How Belzutifan reaches patients through Named Patient Access
- Physician identifies a clinical need:
The process begins when an oncologist or specialist determines that a patient may benefit from Belzutifan based on their diagnosis, treatment history, and clinical status. For example, a patient with advanced RCC who has already received PD-1/PD-L1 therapy and VEGF-targeted treatment may be considered a potential candidate. - Eligibility assessment:
The treating physician reviews whether the patient meets the relevant medical criteria and whether access through a Named Patient pathway is permitted under local regulations. Clinical factors may include disease stage, previous treatments, overall health status, potential risks and benefits and availability of alternative therapies - Submission of a named patient request:
The physician submits the necessary documentation to obtain access. Requirements vary by country but often include the following:
- Medical justification
- Patient clinical history
- Confirmation of unmet medical need
- Regulatory and import documentation where applicable
- Regulatory and compliance review:
Depending on local laws, the request may undergo review by health authorities, ethics committees, or authorized access providers to ensure compliance with applicable regulations. - Medicine procurement and supply:
Once approved, Belzutifan is sourced and supplied through authorized channels. The medicine is then delivered to the treating institution or healthcare provider for patient use. - Ongoing physician monitoring:
Treatment remains under the direct supervision of the prescribing physician. Patients receiving Belzutifan require regular monitoring because the therapy can cause clinically significant adverse events, including anemia and hypoxia. Monitoring of hemoglobin levels and oxygen saturation is recommended before and during treatment.
Why NPA matters?
Named Patient Access programs offer several important benefits:
- Patients may receive potentially beneficial therapies before local commercial launch or reimbursement decisions are finalized.
- Patients with rare conditions such as VHL disease often face limited treatment options. Named Patient Access can provide an avenue to obtain therapies that may otherwise be unavailable.
- When patients relocate or when local supply is unavailable, Named Patient programs may help maintain treatment continuity under physician supervision.

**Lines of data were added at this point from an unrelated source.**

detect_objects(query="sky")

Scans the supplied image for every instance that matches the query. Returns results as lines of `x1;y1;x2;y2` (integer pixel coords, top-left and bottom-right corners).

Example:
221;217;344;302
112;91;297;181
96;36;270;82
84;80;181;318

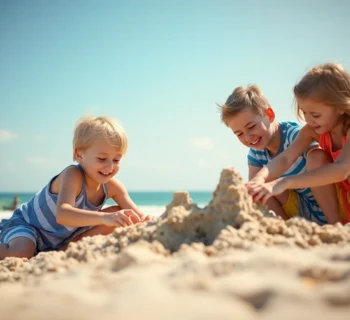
0;0;350;192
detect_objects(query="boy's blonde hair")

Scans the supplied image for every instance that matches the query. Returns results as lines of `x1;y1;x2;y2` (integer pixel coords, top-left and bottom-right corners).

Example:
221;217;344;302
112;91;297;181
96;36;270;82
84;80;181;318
73;116;128;160
293;63;350;132
219;84;270;125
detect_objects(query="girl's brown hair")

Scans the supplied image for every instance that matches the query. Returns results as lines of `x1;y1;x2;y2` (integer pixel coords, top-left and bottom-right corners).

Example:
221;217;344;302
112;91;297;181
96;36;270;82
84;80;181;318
293;63;350;134
219;84;270;125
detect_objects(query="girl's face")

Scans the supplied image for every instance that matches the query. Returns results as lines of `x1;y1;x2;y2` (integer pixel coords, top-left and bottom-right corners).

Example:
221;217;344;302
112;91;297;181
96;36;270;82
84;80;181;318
227;109;274;150
76;138;122;184
297;98;344;134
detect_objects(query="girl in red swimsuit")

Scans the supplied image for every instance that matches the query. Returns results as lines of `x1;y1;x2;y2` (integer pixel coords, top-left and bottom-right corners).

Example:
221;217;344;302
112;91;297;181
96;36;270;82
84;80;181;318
247;63;350;223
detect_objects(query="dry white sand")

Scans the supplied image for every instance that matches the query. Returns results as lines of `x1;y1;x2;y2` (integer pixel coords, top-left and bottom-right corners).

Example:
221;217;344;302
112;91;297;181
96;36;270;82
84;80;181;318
0;169;350;320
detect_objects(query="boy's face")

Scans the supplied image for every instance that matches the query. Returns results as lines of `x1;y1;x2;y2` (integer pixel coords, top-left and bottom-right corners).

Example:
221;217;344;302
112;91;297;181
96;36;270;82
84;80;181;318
227;108;275;150
75;138;122;184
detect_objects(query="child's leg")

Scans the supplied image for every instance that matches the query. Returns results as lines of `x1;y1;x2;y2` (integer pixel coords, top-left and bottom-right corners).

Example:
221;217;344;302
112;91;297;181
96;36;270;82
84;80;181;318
306;149;340;224
266;191;290;220
0;237;36;260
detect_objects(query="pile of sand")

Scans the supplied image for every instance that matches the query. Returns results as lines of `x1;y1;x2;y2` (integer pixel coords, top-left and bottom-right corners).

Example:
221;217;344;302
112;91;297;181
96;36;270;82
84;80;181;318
0;169;350;320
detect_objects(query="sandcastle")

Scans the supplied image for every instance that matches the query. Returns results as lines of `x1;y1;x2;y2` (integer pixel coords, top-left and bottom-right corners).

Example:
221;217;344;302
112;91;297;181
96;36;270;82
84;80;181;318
0;168;350;282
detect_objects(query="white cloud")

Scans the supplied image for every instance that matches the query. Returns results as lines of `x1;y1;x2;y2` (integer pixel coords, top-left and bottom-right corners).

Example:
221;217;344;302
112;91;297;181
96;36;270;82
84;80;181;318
25;157;58;167
33;134;47;142
0;129;18;142
190;138;214;150
197;158;211;169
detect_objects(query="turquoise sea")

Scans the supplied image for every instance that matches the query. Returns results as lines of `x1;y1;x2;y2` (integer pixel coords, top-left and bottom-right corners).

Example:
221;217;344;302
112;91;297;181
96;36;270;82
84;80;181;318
0;191;212;219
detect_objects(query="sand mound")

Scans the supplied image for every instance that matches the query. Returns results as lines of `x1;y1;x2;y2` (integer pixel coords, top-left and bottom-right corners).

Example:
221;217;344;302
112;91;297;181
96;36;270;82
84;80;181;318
0;169;350;319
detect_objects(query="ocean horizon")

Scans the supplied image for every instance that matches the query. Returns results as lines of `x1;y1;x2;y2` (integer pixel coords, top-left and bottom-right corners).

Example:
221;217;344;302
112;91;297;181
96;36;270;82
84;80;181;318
0;191;212;220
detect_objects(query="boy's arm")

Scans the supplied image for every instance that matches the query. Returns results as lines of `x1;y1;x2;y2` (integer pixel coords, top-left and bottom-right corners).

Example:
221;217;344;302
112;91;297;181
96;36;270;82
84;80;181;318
107;179;146;220
248;165;264;182
56;167;104;227
251;125;318;183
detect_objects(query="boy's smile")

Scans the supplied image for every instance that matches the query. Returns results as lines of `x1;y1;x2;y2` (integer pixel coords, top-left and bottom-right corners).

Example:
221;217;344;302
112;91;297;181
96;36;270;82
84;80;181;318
77;138;122;188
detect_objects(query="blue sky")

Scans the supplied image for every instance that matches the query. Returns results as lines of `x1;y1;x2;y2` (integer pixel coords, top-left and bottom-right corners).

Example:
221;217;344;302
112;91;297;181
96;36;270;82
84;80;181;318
0;0;350;192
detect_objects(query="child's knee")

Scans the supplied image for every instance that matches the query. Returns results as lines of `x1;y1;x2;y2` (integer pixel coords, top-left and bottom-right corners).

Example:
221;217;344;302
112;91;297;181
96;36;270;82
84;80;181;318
101;206;121;212
8;237;36;259
306;149;332;170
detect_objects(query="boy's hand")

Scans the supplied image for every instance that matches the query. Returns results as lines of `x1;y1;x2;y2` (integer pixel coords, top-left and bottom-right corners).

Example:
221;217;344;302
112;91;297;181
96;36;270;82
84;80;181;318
246;178;286;205
245;176;265;186
103;209;141;227
123;210;151;223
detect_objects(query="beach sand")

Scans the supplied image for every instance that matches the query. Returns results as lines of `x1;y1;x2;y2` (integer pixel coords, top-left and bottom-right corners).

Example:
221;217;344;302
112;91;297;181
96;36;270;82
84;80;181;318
0;169;350;320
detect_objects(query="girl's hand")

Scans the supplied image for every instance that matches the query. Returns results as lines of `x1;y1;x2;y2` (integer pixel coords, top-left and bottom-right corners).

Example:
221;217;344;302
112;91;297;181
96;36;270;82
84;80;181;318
126;210;151;223
103;209;141;227
246;178;287;205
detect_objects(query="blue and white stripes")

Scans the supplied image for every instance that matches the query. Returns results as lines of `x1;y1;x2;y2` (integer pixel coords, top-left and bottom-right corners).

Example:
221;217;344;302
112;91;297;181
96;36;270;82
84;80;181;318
248;121;327;224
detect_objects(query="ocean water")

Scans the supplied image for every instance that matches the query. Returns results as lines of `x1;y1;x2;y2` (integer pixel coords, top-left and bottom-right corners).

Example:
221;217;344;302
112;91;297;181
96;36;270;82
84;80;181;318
0;191;212;220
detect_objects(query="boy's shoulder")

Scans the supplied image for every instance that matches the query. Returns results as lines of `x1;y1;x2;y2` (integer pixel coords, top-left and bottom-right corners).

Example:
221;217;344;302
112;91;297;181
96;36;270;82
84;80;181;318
279;121;302;130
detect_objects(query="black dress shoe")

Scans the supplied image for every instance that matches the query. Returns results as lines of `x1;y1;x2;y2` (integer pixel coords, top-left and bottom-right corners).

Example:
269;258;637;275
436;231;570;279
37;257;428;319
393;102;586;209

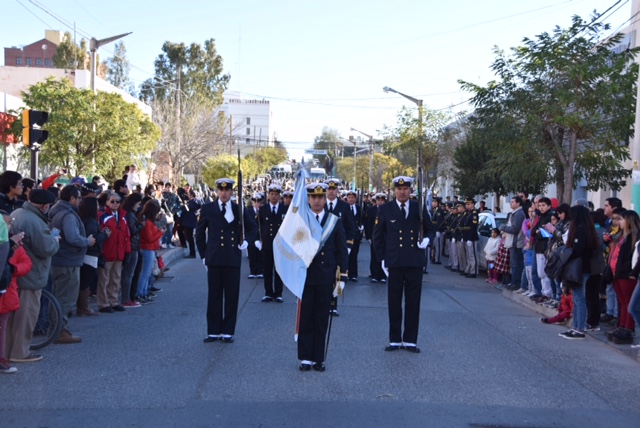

- Access decisions are made on a patient-by-patient basis, allowing physicians to evaluate whether the potential benefits outweigh the risks for each individual.
Important Safety Considerations
As with any prescription medicine, Belzutifan should only be used under the guidance of a qualified healthcare professional.
Important safety considerations include:
- Risk of severe anemia that may require monitoring and, in some cases, blood transfusion.
- Hypoxia risk, which may require dose interruption, oxygen supplementation or treatment discontinuation.
- Embryo-fetal toxicity; effective non-hormonal contraception is recommended during treatment and for one week after the last dose.
Treatment decisions should always be based on local prescribing information, physician judgment and patient-specific clinical considerations.
Belzutifan (or Welireg) represents a significant advancement in targeted oncology therapy, offering a novel treatment approach for eligible patients with VHL-associated tumors and advanced RCC. While regulatory and market access timelines can vary globally, Named Patient Access programs provide a valuable mechanism for helping eligible patients obtain Belzutifan treatment when local availability is limited.
By enabling physician-led access to innovative therapies, Named Patient Access programs can help address urgent unmet medical needs and ensure that patients have the opportunity to receive appropriate treatment while broader commercial access pathways continue to develop.